Issuance Momentum Builds
The US CMBS market posted another strong quarter, with $30.68B in private-label issuance during Q3 2025, per Trepp.
That pushed year-to-date totals to $90.85B, a 25% jump compared to the same period in 2024, and puts the market on track to exceed $121B by year’s end. If realized, it would be the largest annual total since 2007, when issuance peaked at $230.5B before the Global Financial Crisis.

SASB Transactions Lead the Way
Single-asset, single-borrower (SASB) deals remained the driving force behind this year’s activity. These large, tailored transactions accounted for $67.47B across 97 deals through September, a 35% increase from last year. Twenty of those deals were north of $1B, including the $2.65B Hudson Yards Mortgage Trust transaction backed by The Spiral, a 66-story office tower in Manhattan.
Office properties have been central to SASB issuance, comprising 27% of total volume, followed by industrial at nearly 19%.
Conduit Issuance Flat
Conduit deals, by contrast, held relatively steady.

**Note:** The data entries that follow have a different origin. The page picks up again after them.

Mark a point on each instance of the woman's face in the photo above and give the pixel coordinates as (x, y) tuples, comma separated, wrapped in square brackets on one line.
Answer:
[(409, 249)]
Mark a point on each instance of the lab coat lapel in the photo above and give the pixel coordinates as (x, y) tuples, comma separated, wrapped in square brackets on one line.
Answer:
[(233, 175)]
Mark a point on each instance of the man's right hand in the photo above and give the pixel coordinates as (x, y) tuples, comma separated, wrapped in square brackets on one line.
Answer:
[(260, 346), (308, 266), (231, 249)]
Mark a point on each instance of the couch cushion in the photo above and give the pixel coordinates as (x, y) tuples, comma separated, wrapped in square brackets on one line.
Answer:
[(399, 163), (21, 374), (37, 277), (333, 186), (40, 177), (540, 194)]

Q3 saw $7.18B across 10 transactions, bringing the 2025 total to $23.38B, on par with 2024. Notably, lenders have favored shorter-term structures, with five-year loans comprising 70% of conduit issuance.
Credit quality has held up: year-to-date conduit loans posted a 56.6% average loan-to-value ratio, with average DSCR at 1.8x and debt yield at 12.65%.

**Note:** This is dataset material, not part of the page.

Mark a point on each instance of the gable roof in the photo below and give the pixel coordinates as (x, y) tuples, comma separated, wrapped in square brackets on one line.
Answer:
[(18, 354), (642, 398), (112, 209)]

Sector Shifts in Collateral
Lenders have increasingly favored multifamily properties, which made up nearly 24% of conduit collateral, up from under 19% last year. The office is also making a comeback, rising to 15% of conduit deals from 13% in 2024. Retail, however, has seen a sharp drop to just 18% of issuance from over 34% last year.

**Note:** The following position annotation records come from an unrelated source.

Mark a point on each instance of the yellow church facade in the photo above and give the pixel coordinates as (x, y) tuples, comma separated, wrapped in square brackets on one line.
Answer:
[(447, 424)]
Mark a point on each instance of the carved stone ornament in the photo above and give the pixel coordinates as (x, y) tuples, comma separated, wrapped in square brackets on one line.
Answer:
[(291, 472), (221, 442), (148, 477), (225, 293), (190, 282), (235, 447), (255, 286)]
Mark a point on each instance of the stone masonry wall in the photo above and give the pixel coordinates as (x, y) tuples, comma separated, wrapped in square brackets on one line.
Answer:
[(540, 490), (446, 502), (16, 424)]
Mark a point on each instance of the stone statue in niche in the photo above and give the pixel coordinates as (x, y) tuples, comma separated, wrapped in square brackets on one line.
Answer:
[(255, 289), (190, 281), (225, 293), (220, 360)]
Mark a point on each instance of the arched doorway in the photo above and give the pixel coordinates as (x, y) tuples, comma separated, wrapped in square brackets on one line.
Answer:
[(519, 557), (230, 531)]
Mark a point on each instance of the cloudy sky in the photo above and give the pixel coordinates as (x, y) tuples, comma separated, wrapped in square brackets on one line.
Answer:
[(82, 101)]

Strong Investor Demand Keeps Market Liquid
CMBS spreads experienced a brief widening in early spring due to macroeconomic concerns, including tariffs. However, spreads for benchmark conduit bonds have since recovered, tightening to the high-70s to low-80s basis points over swaps, signaling continued demand from investors.
Leading Firms
Wells Fargo retained its position as the top bookrunner in 2025 with a 19.2% market share, followed by Citigroup (12.7%) and Goldman Sachs (11.66%). The same trio led among loan contributors as well. The pool of active lenders expanded slightly to 26 firms this year, compared to 24 in 2024.

Why It Matters
CMBS issuance has proven resilient in 2025, thanks in large part to the strength of the SASB market and ongoing demand from bond investors. The shift in lender preferences, away from retail and toward multifamily and office, underscores how sector sentiment is evolving in a post-pandemic, high-rate environment.
What’s Next
With momentum strong and credit metrics holding, the CMBS market could close out the year on a high note, potentially surpassing the $121B mark. Watch for continued SASB dominance and greater activity in office and multifamily sectors as investors seek yield and stability.